Key Point: This noise does ultimately reduce the accuracy of the model. The model engineer will “tune” the degree of noise added to meet their specific privacy & accuracy goals. The variable tuned is known as epsilon (ε).
Through inserting secure aggregation and differential privacy into federated learning we get what’s known as a federated runtime.
** Now you really know how federated learning works in production! **
Federated Learning in Production
To bring this technology further to life, let’s look at some examples of Federated Learning being used in production.
Google ~created federated learning so, naturally, they use it a bunch. If you’ve ever used a Google Assistant or texted on a Google Pixel you’ve benefited from, and perhaps partaken in, federated learning.
Merck, Novartis, AstraZeneca (+ more pharma players) have begun deploying a platform dubbed “MELLODDY” to collectively train AI on datasets of patient information without having to share any proprietary data.
Owkin is using federated learning to train models on patient data from partnerships with multiple academic medical centers. They recently announced a two-part deal with Sanofi that includes a $180 million equity investment in Owkin alongside a $90 million discovery and development partnership.
** Unfortunately federated learning can’t fix the usage of long-winded accronyms in ML. **
The compelling thing about privacy is that it already has product-market-fit. All else being equal, privacy > no privacy.
Technical Detail: HTTPS stands for hyper-text-transfer-protocol-secure. It ensures that a website is trusted (authentication) to interact with, and that data sent over a network (e.g., from your iPhone to said website) is encrypted in transit.
Advancements in the underlying HTTPS protocol have now made it ubiquitous.
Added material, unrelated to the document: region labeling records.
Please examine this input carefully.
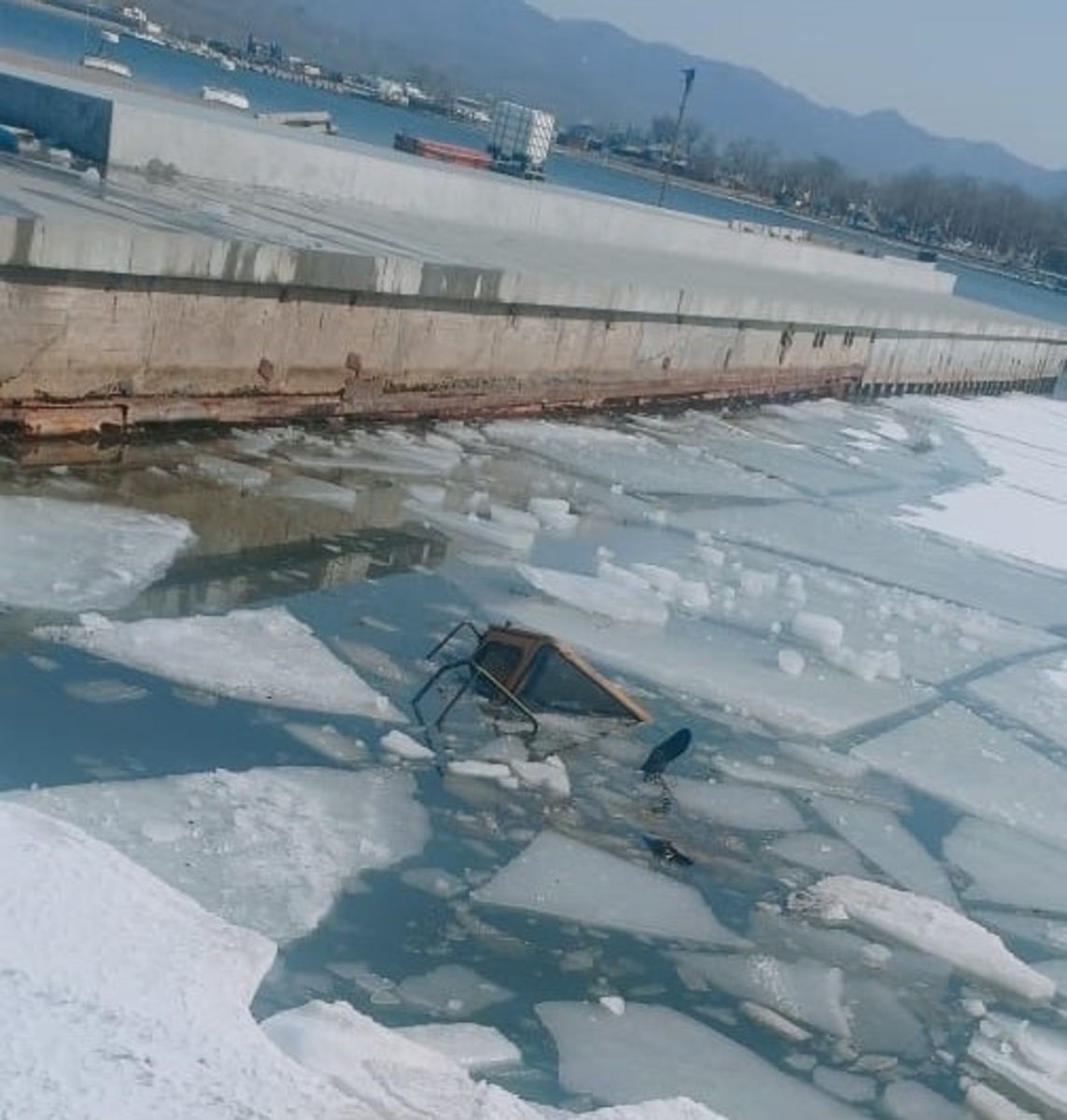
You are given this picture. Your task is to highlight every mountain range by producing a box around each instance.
[151,0,1067,197]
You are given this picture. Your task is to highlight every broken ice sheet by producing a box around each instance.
[853,704,1067,847]
[0,803,363,1120]
[670,952,851,1038]
[0,497,195,611]
[537,1002,860,1120]
[967,1015,1067,1115]
[808,794,960,909]
[397,964,512,1019]
[798,875,1056,1002]
[2,767,428,941]
[35,607,402,721]
[942,817,1067,914]
[471,833,744,946]
[670,777,804,833]
[967,653,1067,750]
[485,595,933,735]
[262,1001,726,1120]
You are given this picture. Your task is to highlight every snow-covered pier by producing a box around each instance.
[0,56,1067,435]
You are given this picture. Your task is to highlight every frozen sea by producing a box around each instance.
[0,396,1067,1120]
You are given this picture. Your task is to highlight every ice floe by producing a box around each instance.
[35,607,402,721]
[0,803,356,1120]
[853,704,1067,847]
[942,817,1067,914]
[0,495,195,611]
[967,1015,1067,1115]
[670,777,804,833]
[471,833,744,946]
[2,767,428,941]
[397,1023,522,1070]
[262,1001,726,1120]
[901,397,1067,571]
[537,1002,860,1120]
[801,875,1056,1002]
[808,794,960,907]
[397,964,512,1019]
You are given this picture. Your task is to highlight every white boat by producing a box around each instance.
[82,55,133,77]
[201,85,250,108]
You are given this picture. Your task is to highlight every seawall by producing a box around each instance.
[0,58,1067,435]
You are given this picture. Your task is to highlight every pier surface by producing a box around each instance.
[0,58,1067,436]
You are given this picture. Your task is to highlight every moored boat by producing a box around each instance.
[82,55,133,77]
[201,85,251,110]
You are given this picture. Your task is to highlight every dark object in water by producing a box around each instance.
[641,835,693,867]
[641,727,693,782]
[412,621,650,735]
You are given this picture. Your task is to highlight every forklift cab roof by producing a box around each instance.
[414,622,650,730]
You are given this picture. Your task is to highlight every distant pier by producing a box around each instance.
[0,63,1067,436]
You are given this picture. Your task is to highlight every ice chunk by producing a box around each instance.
[529,497,579,533]
[397,964,511,1019]
[671,953,851,1038]
[270,475,359,511]
[511,755,570,801]
[965,1081,1046,1120]
[0,497,195,611]
[811,1065,877,1104]
[381,728,434,762]
[537,1002,859,1120]
[63,679,147,704]
[882,1081,968,1120]
[262,1001,726,1120]
[792,610,845,656]
[769,833,865,875]
[193,455,270,491]
[397,1023,522,1070]
[967,655,1067,749]
[807,875,1056,1002]
[516,565,668,626]
[35,607,402,721]
[967,1015,1067,1114]
[486,600,933,735]
[471,833,744,946]
[942,818,1067,914]
[670,777,804,833]
[4,767,428,941]
[853,704,1067,847]
[0,803,358,1120]
[285,723,370,766]
[809,794,960,909]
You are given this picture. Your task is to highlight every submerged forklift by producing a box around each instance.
[412,620,692,780]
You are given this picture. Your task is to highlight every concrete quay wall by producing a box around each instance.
[0,57,954,293]
[0,219,1067,436]
[0,62,1067,436]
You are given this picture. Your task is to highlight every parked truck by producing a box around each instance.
[487,101,556,179]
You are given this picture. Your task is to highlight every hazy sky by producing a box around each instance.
[530,0,1067,168]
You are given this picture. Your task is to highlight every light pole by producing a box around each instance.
[655,67,696,206]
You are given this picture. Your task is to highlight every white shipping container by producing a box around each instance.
[488,101,556,169]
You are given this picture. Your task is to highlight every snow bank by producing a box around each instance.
[2,768,429,941]
[471,833,744,946]
[0,805,358,1120]
[803,875,1056,1002]
[0,497,195,611]
[35,607,402,721]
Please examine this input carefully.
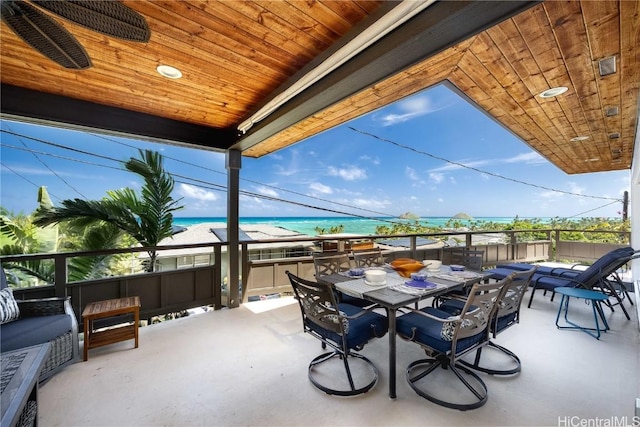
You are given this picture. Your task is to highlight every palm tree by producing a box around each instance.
[34,150,184,271]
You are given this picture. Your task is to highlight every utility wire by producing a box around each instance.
[90,134,394,221]
[3,130,402,219]
[0,162,62,201]
[7,126,86,199]
[5,132,401,224]
[349,126,622,202]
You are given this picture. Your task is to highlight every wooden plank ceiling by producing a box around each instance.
[0,0,640,174]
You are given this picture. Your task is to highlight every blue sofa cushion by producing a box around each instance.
[396,307,486,353]
[307,303,389,349]
[0,314,72,352]
[0,288,20,325]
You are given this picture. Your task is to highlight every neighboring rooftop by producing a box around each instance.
[158,222,313,258]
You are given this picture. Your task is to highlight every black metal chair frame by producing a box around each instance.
[527,253,638,320]
[460,266,537,375]
[286,271,386,396]
[399,276,511,411]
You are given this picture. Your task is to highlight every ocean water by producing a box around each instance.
[174,216,524,236]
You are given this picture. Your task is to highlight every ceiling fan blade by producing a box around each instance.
[1,1,91,70]
[32,0,151,42]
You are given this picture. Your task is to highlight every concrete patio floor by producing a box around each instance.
[38,294,640,426]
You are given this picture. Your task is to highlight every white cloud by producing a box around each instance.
[538,190,564,199]
[179,184,218,202]
[429,172,444,184]
[351,199,392,209]
[309,182,333,194]
[256,186,280,197]
[569,182,585,194]
[429,160,491,172]
[329,166,367,181]
[360,154,380,165]
[503,151,547,165]
[430,151,548,172]
[404,166,424,187]
[374,95,444,126]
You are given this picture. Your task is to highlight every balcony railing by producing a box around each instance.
[0,230,630,328]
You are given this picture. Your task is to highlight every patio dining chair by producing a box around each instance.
[439,266,537,375]
[313,252,373,307]
[287,271,389,396]
[396,276,511,411]
[352,248,384,268]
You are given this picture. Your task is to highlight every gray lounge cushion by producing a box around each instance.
[0,314,72,352]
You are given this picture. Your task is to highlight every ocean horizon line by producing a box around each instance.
[174,216,556,235]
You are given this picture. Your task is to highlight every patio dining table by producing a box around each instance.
[317,265,491,399]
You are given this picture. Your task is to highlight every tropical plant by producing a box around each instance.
[34,150,183,271]
[0,201,56,287]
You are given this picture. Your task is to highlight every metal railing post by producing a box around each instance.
[53,253,67,297]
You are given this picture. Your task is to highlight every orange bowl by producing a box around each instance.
[391,258,418,268]
[391,258,425,278]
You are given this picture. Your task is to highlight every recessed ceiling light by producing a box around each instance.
[571,136,589,142]
[156,65,182,79]
[604,106,619,117]
[598,55,616,77]
[538,86,569,98]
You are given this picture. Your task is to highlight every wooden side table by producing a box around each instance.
[0,343,50,427]
[82,297,140,362]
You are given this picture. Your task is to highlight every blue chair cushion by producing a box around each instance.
[0,314,72,352]
[485,267,516,280]
[307,303,389,349]
[496,262,556,274]
[438,299,468,316]
[496,312,517,333]
[439,300,517,333]
[396,307,486,353]
[531,274,579,291]
[575,246,635,283]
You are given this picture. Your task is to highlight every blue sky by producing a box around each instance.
[0,86,630,222]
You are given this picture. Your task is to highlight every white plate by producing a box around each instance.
[364,279,387,286]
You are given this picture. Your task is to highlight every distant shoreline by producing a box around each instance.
[174,216,552,236]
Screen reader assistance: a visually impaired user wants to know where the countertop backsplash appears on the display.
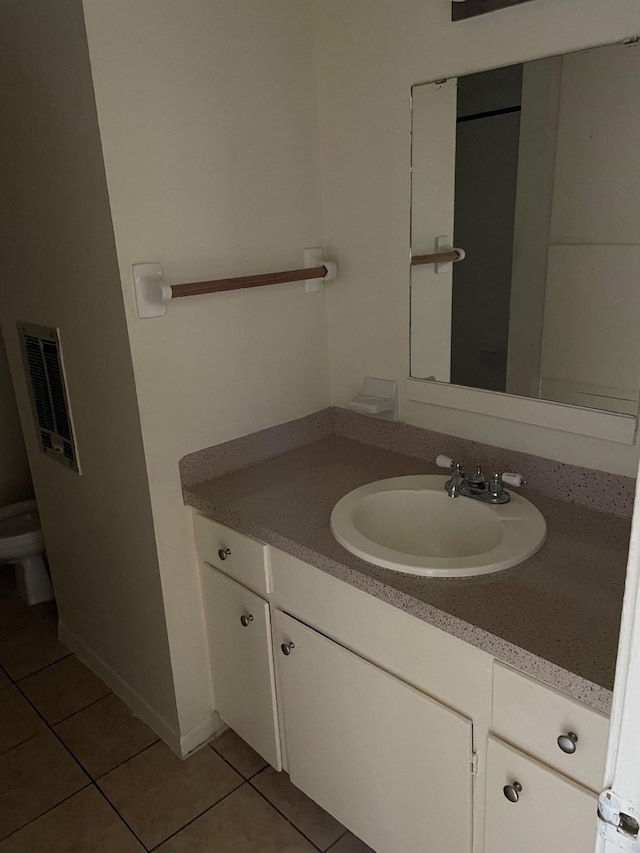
[180,406,635,518]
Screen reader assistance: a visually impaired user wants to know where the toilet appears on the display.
[0,500,54,605]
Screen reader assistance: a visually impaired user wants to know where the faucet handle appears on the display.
[436,453,456,469]
[500,471,527,488]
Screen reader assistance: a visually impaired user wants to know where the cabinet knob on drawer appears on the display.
[502,782,522,803]
[557,732,578,755]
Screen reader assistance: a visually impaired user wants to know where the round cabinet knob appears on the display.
[502,782,522,803]
[557,732,578,755]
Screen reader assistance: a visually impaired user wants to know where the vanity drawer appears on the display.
[492,662,609,791]
[193,513,271,595]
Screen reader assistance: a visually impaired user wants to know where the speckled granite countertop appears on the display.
[184,435,630,712]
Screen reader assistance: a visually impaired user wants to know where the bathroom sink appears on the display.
[331,474,547,577]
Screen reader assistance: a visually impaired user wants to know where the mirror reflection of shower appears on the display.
[451,65,522,391]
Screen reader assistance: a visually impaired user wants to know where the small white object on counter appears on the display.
[347,376,398,421]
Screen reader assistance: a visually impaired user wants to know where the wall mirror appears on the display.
[411,40,640,440]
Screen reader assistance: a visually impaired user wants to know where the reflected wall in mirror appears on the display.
[411,42,640,415]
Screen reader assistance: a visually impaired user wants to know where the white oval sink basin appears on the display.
[331,474,547,577]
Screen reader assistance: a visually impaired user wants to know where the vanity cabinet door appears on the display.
[484,737,597,853]
[203,566,282,770]
[274,610,472,853]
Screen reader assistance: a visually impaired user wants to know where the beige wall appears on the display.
[0,0,177,735]
[0,333,33,507]
[84,0,329,732]
[314,0,640,474]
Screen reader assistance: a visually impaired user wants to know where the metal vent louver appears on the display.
[18,323,80,473]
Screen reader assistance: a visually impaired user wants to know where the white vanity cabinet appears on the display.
[194,514,282,770]
[484,737,598,853]
[484,662,609,853]
[274,610,472,853]
[195,516,609,853]
[203,566,282,770]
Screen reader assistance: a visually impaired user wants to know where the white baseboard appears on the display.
[58,622,225,758]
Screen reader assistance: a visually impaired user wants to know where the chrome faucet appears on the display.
[436,455,527,504]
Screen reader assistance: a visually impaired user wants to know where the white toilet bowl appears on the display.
[0,501,54,604]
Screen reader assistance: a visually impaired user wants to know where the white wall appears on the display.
[314,0,640,474]
[84,0,329,732]
[0,0,177,734]
[0,333,33,506]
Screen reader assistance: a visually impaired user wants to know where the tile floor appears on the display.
[0,566,372,853]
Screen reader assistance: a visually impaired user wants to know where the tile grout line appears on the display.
[204,742,324,853]
[93,732,162,787]
[92,782,158,851]
[143,780,247,851]
[14,684,113,728]
[3,648,73,685]
[0,784,94,843]
[248,776,330,853]
[7,668,150,850]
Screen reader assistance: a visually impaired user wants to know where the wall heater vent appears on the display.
[18,323,80,473]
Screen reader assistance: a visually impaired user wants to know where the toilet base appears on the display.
[15,554,55,606]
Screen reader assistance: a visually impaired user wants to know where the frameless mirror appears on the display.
[411,41,640,416]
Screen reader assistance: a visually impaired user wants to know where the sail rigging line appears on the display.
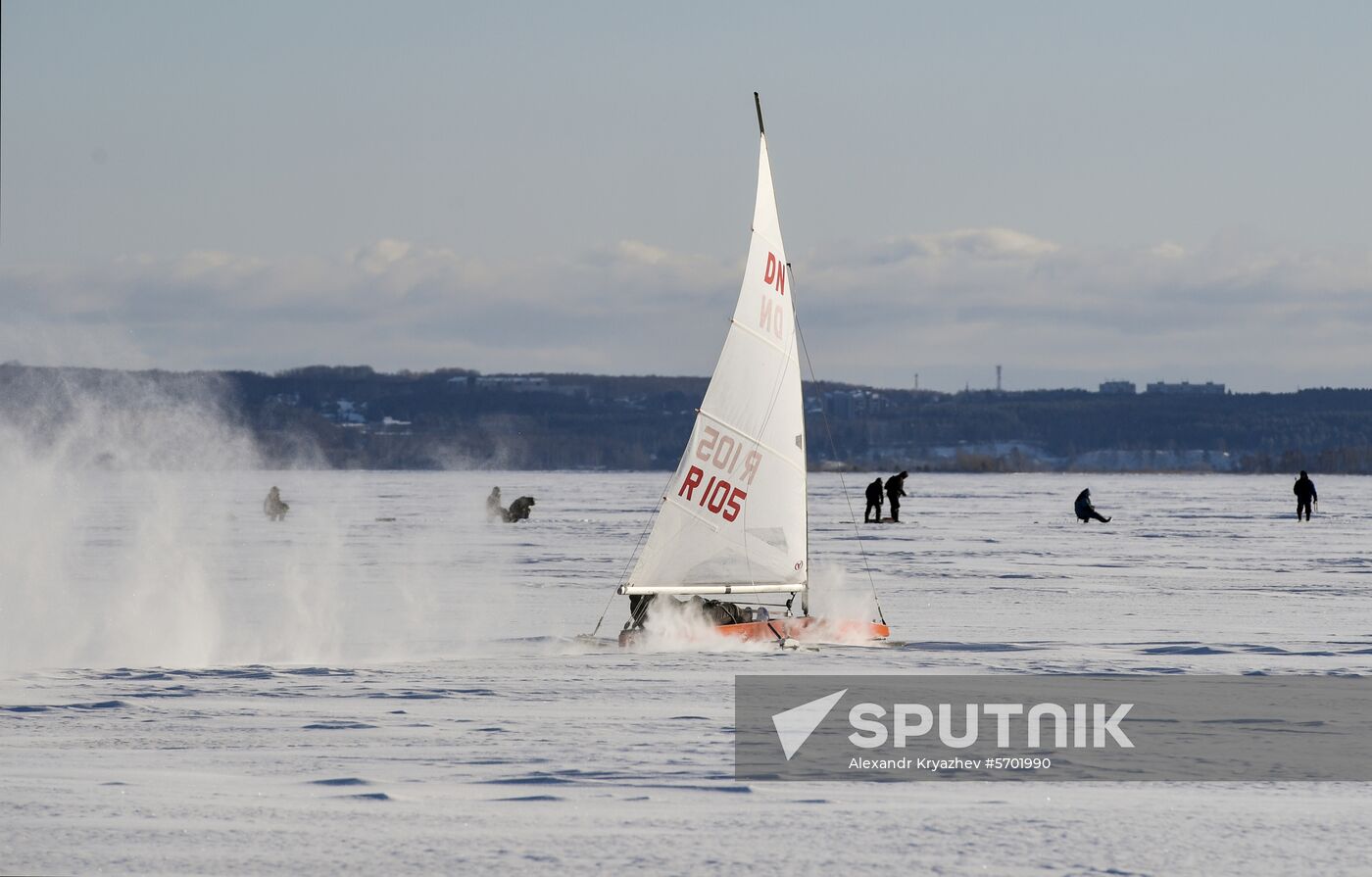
[786,263,886,624]
[590,469,676,637]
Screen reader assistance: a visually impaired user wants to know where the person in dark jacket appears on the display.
[861,477,881,524]
[878,472,909,524]
[1077,490,1110,524]
[505,497,534,524]
[1291,469,1320,520]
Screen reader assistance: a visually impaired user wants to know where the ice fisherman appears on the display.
[262,484,291,520]
[486,487,507,520]
[877,470,909,523]
[1291,469,1320,520]
[861,476,881,524]
[1077,489,1110,524]
[505,497,534,524]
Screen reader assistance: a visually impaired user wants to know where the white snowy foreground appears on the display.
[0,472,1372,874]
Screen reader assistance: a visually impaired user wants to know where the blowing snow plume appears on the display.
[0,366,370,670]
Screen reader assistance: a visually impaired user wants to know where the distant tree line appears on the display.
[8,364,1372,473]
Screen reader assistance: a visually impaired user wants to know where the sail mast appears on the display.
[618,92,809,596]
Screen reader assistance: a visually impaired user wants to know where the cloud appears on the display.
[0,228,1372,388]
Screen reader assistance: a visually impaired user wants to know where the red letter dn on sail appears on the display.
[762,253,786,295]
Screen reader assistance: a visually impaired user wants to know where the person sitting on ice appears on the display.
[505,497,534,524]
[486,487,507,520]
[1077,490,1110,524]
[262,486,291,520]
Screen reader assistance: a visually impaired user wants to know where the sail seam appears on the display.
[730,317,800,365]
[662,496,720,532]
[687,408,806,477]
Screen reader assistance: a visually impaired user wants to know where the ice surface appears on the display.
[0,472,1372,874]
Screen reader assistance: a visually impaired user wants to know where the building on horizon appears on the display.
[1101,380,1139,395]
[1149,380,1224,395]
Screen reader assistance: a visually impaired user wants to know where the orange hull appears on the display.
[618,614,891,645]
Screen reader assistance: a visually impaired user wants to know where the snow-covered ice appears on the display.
[0,472,1372,874]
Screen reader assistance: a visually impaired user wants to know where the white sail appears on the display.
[620,126,808,594]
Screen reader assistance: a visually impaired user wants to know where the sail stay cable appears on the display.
[786,263,886,624]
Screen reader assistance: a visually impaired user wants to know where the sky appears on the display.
[0,0,1372,391]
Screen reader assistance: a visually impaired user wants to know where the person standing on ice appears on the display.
[486,487,505,520]
[262,486,291,520]
[861,477,881,524]
[877,472,909,524]
[1077,490,1110,524]
[1291,469,1320,520]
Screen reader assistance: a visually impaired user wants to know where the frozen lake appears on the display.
[0,472,1372,874]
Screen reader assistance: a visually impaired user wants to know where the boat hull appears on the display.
[618,614,891,647]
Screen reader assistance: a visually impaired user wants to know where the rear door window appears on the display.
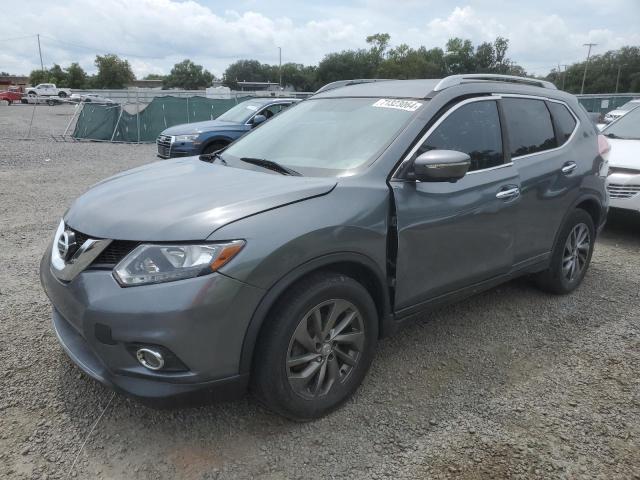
[502,98,558,158]
[416,100,504,172]
[547,102,577,145]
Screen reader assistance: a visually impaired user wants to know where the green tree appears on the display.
[93,53,136,88]
[29,70,49,87]
[222,60,277,90]
[65,62,87,88]
[162,59,213,90]
[547,46,640,93]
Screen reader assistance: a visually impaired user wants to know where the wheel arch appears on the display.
[240,252,395,374]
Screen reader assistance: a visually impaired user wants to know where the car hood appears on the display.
[64,157,336,241]
[607,138,640,170]
[161,120,242,135]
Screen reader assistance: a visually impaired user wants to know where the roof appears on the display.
[314,74,557,98]
[240,97,300,105]
[314,79,440,98]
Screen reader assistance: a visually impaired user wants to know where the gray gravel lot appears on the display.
[0,105,640,479]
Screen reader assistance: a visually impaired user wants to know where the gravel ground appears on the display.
[0,106,640,479]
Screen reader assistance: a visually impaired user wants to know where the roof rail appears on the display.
[316,78,389,93]
[433,73,557,92]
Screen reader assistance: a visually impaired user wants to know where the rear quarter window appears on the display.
[502,98,558,158]
[547,102,577,145]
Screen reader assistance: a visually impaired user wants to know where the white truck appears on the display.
[27,83,71,98]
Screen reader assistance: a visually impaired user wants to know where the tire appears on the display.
[251,272,378,421]
[202,142,229,155]
[535,208,596,295]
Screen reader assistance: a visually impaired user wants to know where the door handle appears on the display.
[561,162,578,175]
[496,187,520,200]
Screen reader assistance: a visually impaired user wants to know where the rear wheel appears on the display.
[536,209,595,294]
[252,273,378,420]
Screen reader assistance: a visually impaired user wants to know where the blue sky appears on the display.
[0,0,640,77]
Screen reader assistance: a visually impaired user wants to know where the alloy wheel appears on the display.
[562,223,591,282]
[286,299,365,399]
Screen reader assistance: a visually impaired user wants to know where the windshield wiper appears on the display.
[240,157,302,177]
[200,152,227,165]
[604,133,629,140]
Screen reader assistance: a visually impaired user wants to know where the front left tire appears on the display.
[252,272,378,421]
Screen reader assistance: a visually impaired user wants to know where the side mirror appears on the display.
[413,150,471,182]
[251,114,267,127]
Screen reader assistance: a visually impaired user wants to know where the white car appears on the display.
[27,83,71,98]
[70,93,115,104]
[604,98,640,123]
[602,104,640,212]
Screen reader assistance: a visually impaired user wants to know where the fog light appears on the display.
[136,347,164,370]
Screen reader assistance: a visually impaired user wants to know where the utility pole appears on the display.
[38,34,44,72]
[616,63,626,93]
[580,43,598,95]
[278,47,282,89]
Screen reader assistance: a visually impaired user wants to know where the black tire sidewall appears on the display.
[550,209,596,293]
[254,274,378,420]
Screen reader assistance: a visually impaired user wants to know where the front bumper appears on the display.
[40,251,264,399]
[156,135,202,159]
[607,171,640,212]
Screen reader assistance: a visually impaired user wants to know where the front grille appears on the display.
[607,183,640,198]
[156,135,173,158]
[72,230,140,267]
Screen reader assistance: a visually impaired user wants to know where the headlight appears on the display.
[113,240,245,287]
[176,133,200,142]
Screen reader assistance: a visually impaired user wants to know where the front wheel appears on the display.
[536,209,595,294]
[252,273,378,421]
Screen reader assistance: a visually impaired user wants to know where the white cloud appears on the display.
[0,0,640,76]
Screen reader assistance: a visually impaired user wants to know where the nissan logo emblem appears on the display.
[58,230,78,262]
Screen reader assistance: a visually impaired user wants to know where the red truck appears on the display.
[0,87,23,105]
So, if we ascribe a similar outcome to federated learning, what are the advancements that need to occur in order for federated learning to become a standard vs. a luxury?
Firstly, if we look at what step-change event drove HTTPS to become the cool protocol on the block it was likely “HTTPS Everywhere”. A concerted effort by mainstream browsers, The Tor Project and EEF to enforce the usage of HTTPS due to increasingly sophisticated cyberattacks.
We’re witnessing a comparable trend play out across big tech in response to GDPR/CCPA. It was Google that invented federated learning after all.
To change gears — unsurprisingly, edge devices’ computational ability needs to increase. More available compute == less training/inference latency == a better training/inference experience.
Specialized processing units, and their corresponding frameworks, such as the Apple Neural Engine → CoreML, TPU → TensorFlow Lite, and GPU → CUDA/Triton are steadily providing edge devices with this ability.
** These processing units are confusing dw — I’ll break them down simply in another post **
More compute is great and all, but if edge devices can’t practically carry out this computation due to power/memory usage concerns, we're chasing our proverbial tails.
Sakib Dadi [ a friend/subscriber :) ] recently painted a comprehensive picture of improvements panning out from a power/memory usage perspective. I highly recommend reading his piece.
To inadequately sum up, there’s a field of machine learning known as TinyML that’s pioneering a number of methods to decrease “model size” (ie how much memory your model requires). This is important, as certain model architectures such as deep neural networks require an inordinate amount of memory. Remember, memory is far more constrained within edge devices (broadly due to these devices’ physical size).
** (Read in smug voice) Good luck training a model like GPT-3 on your iPhone! **
These compute, memory, and power challenges will continue to ebb and flow. However, if mobile’s history as a compute platform tells us anything it’s that we’d be naïve to bet against it.
One step closer to pip install(ing) the-worlds-data (and a good night’s sleep!).